A statement issued by the British High Commission in Accra said the funding was initiated by the Royal Academy of Engineering in early April as the rapid transmission of COVID-19 gripped countries around the world.
The initiative is with the support of the UK Government’s funding through the Department for Business, Energy and Industrial Strategy (BEIS), and Project CARE (COVID Africa Rapid Entrepreneurs).
It said the Academy already works extensively with engineers across sub-Saharan Africa, and the new initiative was an extension of the partnership supporting small and medium engineering businesses to re-focus their work to help address the challenges of COVID-19.
It noted that the Project CARE initiative means that Young at Heart Ghana, run by Josephine Marie Godwyll and her team, are able to support children across Ghana to continue to learn remotely and safely despite COVID-19.

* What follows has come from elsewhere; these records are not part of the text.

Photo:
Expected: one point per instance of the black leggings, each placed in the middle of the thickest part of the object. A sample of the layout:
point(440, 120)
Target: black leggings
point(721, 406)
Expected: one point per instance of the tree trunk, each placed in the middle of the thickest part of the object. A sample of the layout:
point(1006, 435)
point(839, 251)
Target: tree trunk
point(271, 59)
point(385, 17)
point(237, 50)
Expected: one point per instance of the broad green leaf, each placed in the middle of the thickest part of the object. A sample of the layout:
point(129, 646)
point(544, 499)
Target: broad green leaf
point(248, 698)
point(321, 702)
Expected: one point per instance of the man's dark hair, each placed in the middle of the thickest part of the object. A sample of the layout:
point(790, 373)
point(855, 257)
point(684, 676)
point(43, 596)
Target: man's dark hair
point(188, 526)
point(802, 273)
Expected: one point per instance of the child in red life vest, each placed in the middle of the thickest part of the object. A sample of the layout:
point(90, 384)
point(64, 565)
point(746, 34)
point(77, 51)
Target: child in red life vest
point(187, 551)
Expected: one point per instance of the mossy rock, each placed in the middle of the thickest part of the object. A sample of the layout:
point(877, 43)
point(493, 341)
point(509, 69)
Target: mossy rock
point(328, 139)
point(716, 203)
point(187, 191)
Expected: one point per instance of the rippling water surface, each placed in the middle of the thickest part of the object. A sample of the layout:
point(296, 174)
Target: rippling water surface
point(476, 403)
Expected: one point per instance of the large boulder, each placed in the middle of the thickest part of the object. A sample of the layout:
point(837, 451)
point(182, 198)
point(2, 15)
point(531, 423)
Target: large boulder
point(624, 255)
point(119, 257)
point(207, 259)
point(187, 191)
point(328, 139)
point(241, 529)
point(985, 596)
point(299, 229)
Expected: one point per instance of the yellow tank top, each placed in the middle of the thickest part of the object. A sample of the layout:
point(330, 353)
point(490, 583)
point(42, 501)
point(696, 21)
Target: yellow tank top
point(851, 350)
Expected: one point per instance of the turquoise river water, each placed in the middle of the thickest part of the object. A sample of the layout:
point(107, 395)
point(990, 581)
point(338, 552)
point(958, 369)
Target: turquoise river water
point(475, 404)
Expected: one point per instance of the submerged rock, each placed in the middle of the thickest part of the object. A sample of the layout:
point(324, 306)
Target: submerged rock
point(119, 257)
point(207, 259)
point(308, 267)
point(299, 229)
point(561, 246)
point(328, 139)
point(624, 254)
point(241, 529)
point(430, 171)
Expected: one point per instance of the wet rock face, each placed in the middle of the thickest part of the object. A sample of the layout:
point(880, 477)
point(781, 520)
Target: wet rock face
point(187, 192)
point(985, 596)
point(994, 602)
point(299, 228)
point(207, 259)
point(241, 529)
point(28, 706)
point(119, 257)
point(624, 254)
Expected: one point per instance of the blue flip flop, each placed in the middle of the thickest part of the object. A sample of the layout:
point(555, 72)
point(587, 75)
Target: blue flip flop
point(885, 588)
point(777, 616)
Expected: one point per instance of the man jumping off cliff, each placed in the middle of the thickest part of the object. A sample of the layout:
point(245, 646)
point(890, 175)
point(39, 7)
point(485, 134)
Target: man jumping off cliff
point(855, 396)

Commenting on Madam Godwyll’s success, Mr Iain Walker, British High Commissioner to Ghana said: “Project CARE has rightly recognised the agile and important contribution Josephine and her team at Young at Heart Ghana have made to the country’s education system.
“Their innovative work supplements the efforts of the Ministry of Education, to ensure that children across Ghana continue to access quality and vital education despite the restrictions and difficulties caused by the coronavirus pandemic.”
The statement said more than 50 people applied for funding through Project CARE, and only eight were chosen to receive funding including entrepreneurs from Kenya, Nigeria and South Africa as well as Ghana.
Each of the successful candidates received £5,000 to support them in scaling up their COVID response.